Hukum di indonesia sedang bertransformasi menjadi lebih terorganisir dan berorientasi pada pemulihan dengan menyesuaikan pada keadaan zaman, KUHP lama peninggalan warisan kolonial Belanda akan segera digantikan melalui Kitab Undang-undang Hukum Pidana (KUHP) baru, yang disahkan melalui Undang-undang Nomor 1 Tahun 2023 dan akan efektif mulai diberlakukan pada tanggal 2 Januari 2026.
Terus, bagaimana dengan Kitab Undang-undang Hukum Acara Pidana (KUHAP)? masih pakai yang lama?
Tentunnya harus selaras dan sejalan dengan KUHP baru, Rancangan Undang-undang (RUU) KUHAP baru, perlu diperbaharui karna beberapa alasan dan kebutuhan untuk menyelaraskan dengan KUHP yang baru diantarannya, perkembangan zaman, perlindungan hak asasi manusia dan alasan kebutuhan keadilan dalam proses peradilan pidana harus terakomodir dalam RUU KUHAP tersebut.
Perbaikan proses dan evaluasi pada KUHAP lama serta penyelarasan dengan Putusan-putusan sebagai rujukan yurisprudensi dalam perumusan dan pengujian KUHAP.

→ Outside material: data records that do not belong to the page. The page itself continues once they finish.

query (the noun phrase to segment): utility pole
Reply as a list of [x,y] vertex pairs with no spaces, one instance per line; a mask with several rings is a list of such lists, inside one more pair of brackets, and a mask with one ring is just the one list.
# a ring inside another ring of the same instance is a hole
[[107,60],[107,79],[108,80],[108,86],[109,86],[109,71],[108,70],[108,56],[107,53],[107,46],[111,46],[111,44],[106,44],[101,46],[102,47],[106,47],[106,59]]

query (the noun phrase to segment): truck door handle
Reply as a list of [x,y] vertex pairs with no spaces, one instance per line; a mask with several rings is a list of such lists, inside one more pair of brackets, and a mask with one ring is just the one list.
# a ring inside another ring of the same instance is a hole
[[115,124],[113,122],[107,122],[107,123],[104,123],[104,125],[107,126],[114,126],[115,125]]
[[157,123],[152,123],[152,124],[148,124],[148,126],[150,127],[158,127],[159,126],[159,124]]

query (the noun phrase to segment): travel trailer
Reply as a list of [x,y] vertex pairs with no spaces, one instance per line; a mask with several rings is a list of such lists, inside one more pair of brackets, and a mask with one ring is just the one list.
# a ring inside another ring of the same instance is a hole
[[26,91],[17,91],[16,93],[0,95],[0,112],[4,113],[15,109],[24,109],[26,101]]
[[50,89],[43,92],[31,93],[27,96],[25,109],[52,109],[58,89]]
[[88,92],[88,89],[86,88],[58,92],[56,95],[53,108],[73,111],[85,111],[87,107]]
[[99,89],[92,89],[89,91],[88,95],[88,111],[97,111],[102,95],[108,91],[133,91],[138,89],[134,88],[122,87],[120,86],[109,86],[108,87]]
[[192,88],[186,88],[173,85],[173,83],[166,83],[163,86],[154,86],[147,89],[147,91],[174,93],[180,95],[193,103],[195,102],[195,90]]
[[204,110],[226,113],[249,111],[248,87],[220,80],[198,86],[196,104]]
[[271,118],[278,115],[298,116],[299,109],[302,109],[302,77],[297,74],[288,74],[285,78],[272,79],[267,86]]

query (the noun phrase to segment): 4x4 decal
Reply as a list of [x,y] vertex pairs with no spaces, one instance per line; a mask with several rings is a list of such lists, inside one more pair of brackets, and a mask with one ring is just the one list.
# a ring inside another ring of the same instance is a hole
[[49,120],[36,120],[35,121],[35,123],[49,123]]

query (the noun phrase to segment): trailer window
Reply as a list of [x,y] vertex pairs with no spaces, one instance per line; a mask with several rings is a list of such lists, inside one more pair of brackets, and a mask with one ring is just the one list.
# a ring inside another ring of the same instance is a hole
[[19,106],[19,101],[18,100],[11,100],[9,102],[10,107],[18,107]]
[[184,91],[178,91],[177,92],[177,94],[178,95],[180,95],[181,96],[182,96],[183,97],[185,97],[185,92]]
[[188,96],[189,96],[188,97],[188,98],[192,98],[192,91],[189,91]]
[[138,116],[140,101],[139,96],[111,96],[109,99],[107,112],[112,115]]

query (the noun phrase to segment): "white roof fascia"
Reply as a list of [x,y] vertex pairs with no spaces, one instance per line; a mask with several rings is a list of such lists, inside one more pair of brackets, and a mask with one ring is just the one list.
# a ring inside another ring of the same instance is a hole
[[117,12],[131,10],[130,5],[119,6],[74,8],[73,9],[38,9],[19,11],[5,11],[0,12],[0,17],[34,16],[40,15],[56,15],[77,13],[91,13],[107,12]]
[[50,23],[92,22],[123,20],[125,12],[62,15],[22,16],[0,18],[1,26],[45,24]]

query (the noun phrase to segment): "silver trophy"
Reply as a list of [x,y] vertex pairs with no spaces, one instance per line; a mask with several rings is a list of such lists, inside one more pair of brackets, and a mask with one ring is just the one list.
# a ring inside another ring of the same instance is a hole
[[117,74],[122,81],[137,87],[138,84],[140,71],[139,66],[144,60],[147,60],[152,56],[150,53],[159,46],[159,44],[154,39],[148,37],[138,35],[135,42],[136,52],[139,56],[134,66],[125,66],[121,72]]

Pada awal tahun, Komisi III DPR RI, Habiburokhman dalam konsulatsi publik bertema urgensi dan pokok-pokok pembaharuan hukum acara pidana di gedung DPR, menyampaikan bahwa pembahasan RUU KUHAP dimuali dari Nol, pernyataan tersebut membuat masyarakat was-was, apakah bisa ngebut penyelesaian RUU KUHAP untuk berjalan bersama dengan KUHP baru berdasarkan UU Nomor 1 Tahun 2023 yang akan diberlakukan pada awal tahun 2026.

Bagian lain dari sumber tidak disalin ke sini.